In this paper, inspired by the work of Kang et al. [19], we propose a novel method for median filtering detection. We regard not only the median filtered residual (MFR) but also the average filtered residual (AFR) and Gaussian filtered residual (GFR) as forensic fingerprints. Considering that each of the filtered residuals should be a two-dimensional stationary random process, we propose to use 2D-AR model instead of 1D-AR model to characterize the three kinds of the filtered residuals separately. The AR coefficients of the three filtered residuals of an image are then used together as features to distinguish between median filtered and non-median filtered images. Our experimental results indicate that the proposed method outperforms existing methods in detecting median filtering in JPEG compressed images.

The rest of the paper is organized as follows. In Section 2, we present the proposed detection method in detail. Database and experimental methodology are described in Section 3. Then, in Section 4, experimental results are reported and discussed. Finally, conclusions are summarized in Section 5.

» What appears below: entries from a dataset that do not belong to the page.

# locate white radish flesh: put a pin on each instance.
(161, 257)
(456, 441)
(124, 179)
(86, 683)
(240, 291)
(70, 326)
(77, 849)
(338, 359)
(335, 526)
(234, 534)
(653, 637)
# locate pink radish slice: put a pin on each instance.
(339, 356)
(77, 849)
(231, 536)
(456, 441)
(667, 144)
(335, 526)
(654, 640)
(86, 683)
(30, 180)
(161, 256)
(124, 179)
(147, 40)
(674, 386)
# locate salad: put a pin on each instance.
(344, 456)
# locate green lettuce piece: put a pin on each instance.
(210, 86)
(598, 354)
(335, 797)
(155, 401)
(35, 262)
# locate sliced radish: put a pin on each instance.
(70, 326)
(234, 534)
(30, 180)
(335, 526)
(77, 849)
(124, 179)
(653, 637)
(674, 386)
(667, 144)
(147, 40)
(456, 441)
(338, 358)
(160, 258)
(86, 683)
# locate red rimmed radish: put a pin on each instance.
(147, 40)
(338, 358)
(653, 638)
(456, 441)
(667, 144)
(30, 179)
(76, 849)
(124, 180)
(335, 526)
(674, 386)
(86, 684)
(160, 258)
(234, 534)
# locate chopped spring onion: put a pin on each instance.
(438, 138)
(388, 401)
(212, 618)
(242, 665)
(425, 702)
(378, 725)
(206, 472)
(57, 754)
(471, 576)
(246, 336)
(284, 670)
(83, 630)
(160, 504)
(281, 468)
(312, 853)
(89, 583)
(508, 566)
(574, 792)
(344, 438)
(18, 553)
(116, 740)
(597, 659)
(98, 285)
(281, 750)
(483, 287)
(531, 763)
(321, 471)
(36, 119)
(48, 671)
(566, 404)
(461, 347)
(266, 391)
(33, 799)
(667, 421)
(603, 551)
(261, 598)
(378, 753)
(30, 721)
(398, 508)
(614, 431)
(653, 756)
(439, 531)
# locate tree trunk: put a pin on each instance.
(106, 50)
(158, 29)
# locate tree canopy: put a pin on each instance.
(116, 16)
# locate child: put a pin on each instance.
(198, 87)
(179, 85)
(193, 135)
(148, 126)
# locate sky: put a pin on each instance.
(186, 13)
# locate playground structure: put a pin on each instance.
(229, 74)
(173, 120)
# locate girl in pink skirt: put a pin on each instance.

2 Proposed detection method

The proposed detection method is a learning-based method. It can be divided into two parts: the feature extraction, and the classifier training and testing. The second part is very similar to that applied in previous works. Therefore, in this section we focus on the description of the feature extraction. Before describing it, we first briefly introduce the median filtering applied to images.

2.1 Median filtering

Median filtering is an order statistic operation, which is implemented by replacing the gray value of each pixel in an image with the median of its neighboring pixels. Given an image I to be filtered, the process of median filtering can be formulated as

$$\begin{array}{@{}rcl@{}} \hat{\mathbf{I}}(i,j) &=& \text{median }\{\mathbf{I}(i+r,j+s), \; (r,s)\in W \},\\ && \text{for}\quad (i,j)\in(1,2,\ldots,M)\times(1,2,\ldots,N), \end{array} $$

(1)

where I(i,j) denotes the pixel value of the image I at coordinate (i,j), W denotes the set of coordinates within a square window centered at (0,0), and M and N denote the image height and width, respectively. Since 3 × 3 and 5 × 5 windows are the most widely used for median filtering, this paper concentrates on the detection of 3 × 3 and 5 × 5 median filterings, as done in previous works [4, 19, 23, 37].

2.2 Feature extraction

In [19], Kang et al. proposed to extract features only from the median filtered residual (MFR). More generally, the proposed method extracts features from multiple filtered residuals, which are defined as

$$ \begin{array}{rcl} \mathbf{R}_{t}(i,j) = \mathbf{I}(i,j)-\hat{\mathbf{I}}_{t}(i,j), \end{array} $$

(2)

where I and $\hat {\mathbf {I}}_{t}$ denote the original and filtered images, respectively, and the subscript t denotes the index of the filtered image. As a specific example, in this paper we let t ∈ {“m”, “a”, “g”}, which represent median, average and Gaussian filterings, respectively. The window size of 3 × 3 can achieve a low computational complexity, and was adopted in [19]. For simplicity and a fair comparison with [19], in this paper the window size of the three kinds of filterings is also set as 3 × 3, and the mean and variance of the Gaussian filtering are set as 0 and 0.5, respectively. Therefore, as described above, not only the MFR used in [19], but also the average filtered residual (AFR) and the Gaussian filtered residual (GFR) are applied as the forensic fingerprints of median filtering. Note that compared with the first- and second-order differences of images, the filtered residuals have better capability of removing the interference caused by image edges and textures. Besides, the three kinds of filtered residuals are different from each other, thus it is possible to extract different distinguishing features from different kinds of filtered residuals.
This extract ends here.